Allan Arnachellum et Widaad Gukhool se sont offert les finales masculine et féminine du Beryl Rose Open, dimanche au Centre national de tennis de table à Beau-Bassin. Les deux pongistes ont régné en maîtres sur leurs finales respectives face à des adversaires réputés difficiles à jouer.
Allan Arnachellum a eu toutes les peines du monde pour se défaire du vaillant Wassiim Gukhool. Entre le Port-Louisien et le Vacoassien s’est installé une certaine rivalité, chacun cherchant toujours à prendre l’ascendant sur l’autre. Mais quoi qu’il en soit, Wassiim Gukhool a toujours tenu tête à Allan Arnachellum dans les grands rendez-vous. Le Beryl Rose Open n’a pas dérogé à la règle. C’est le premier constat qui s’impose à la lecture des résultats.
Il y avait en effet un niveau beaucoup plus élevé en finale du tournoi, avec des adversaires qui se rendaient coup pour coup. Wassim Gukhool a enlevé le premier set, avant de céder sur les deux suivants, puis repris l’avantage au quatrième jeu, avant de voir Arnachellum faire preuve de plus de réalisme dans le dernier set pour s’imposer sur le fil 3-2 (5-11, 11-9, 11-7, 6-11, 11-7).
Chez les filles, pas vraiment de surprises avec le retour de Widaad Gukhool aux affaires. Une ligue à quatre entre Caroline Ramasawmy, Jaisina Newaj, Isabelle Chowree et la championne de Maurice en titre qui a tourné très vite en une démonstration des ces deux dernières, avant l’explication finale. Chowree et Gukhool comptant chacune deux victoires, la dernière rencontre était celle qu’il ne fallait pas perdre. Mais Widaad Gukhool vient de passer six mois en Chine à se perfectionner. La rencontre tournera à l’avantage de la championne de Maurice.

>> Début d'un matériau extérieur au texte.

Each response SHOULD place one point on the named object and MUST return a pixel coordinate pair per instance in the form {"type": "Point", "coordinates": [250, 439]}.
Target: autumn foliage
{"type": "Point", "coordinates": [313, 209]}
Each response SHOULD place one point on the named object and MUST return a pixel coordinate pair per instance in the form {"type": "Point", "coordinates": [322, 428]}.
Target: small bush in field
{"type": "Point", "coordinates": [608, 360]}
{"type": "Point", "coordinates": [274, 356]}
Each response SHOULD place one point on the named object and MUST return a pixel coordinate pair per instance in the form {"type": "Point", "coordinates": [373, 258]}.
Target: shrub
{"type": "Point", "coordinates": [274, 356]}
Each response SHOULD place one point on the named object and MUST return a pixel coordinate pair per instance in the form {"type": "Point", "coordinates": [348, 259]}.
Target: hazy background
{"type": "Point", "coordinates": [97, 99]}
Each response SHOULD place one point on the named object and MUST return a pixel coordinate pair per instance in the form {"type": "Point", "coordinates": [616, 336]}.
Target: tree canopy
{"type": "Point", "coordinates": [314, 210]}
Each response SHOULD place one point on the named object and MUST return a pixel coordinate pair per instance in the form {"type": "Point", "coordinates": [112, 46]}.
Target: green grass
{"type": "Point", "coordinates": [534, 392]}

Mais qu’Isabelle Chowree se console. Les encadreurs techniques ont noté une belle progression chez les Beau-Bassinoise. « À ce qu’on a vu, elle a tenu tête pendant quelques instants à Widaad Gukhool », laisse-t-on entendre du côté de l’encadrement technique.

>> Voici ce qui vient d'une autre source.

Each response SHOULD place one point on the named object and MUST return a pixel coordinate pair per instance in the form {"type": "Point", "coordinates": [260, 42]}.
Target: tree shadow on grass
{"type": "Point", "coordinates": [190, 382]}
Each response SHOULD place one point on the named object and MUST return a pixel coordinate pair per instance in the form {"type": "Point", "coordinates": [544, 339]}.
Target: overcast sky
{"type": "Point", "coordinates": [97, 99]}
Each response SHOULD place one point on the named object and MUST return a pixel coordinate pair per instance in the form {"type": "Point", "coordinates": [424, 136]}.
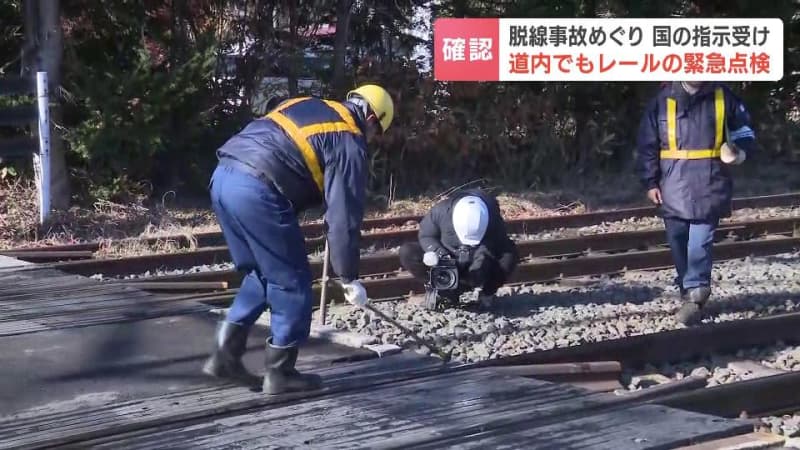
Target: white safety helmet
{"type": "Point", "coordinates": [470, 219]}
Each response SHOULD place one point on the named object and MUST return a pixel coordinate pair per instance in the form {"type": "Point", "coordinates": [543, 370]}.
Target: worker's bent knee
{"type": "Point", "coordinates": [290, 320]}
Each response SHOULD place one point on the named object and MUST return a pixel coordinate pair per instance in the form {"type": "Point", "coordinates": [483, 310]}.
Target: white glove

Chez les juniors, Wassiim Gukhool a encore fait régner sa loi. Cette fois, Daniel Agathe n’y a vu que du feu. Le Vacoassien s’est rattrapé de fort belle manière avec un cinglant 3-0 (11-9, 11-8, 11-5) face à un Daniel Agathe qui n’a pas exprimé pleinement ses capacités. Chez les filles, Isabelle Chowree a réussi le tour de force de ne prendre aucune défaite dans la ligue à quatre. Trois victoires enregistrées contre Ruqqayah Kinoo, Mélissa Lagamelle et Jaisina Newaj ont offert le titre à Isabelle Chowree.
Au rayon des surprises, on note la belle victoire de Lorie Yee Kin Sien, issue du projet Baby Ping Elite, chez les cadettes. Pour la petite histoire, elle avait subi la dure loi de Pratna Jalim en finale chez les minimes, s’inclinant 3-2 (8-11, 9-11, 11-8, 11-8, 12-10). Mais chez les cadettes, la transformation a été totale. Élodie Ho Wan Kau, habituée à truster la première place, a dû s’incliner devant la force de frappe de son adversaire. Un score de 3-1 (11-4, 4-11, 11-6, 11-4) a permis à Lorie Yee Kin Sien d’oublier sa défaite un peu plus tôt.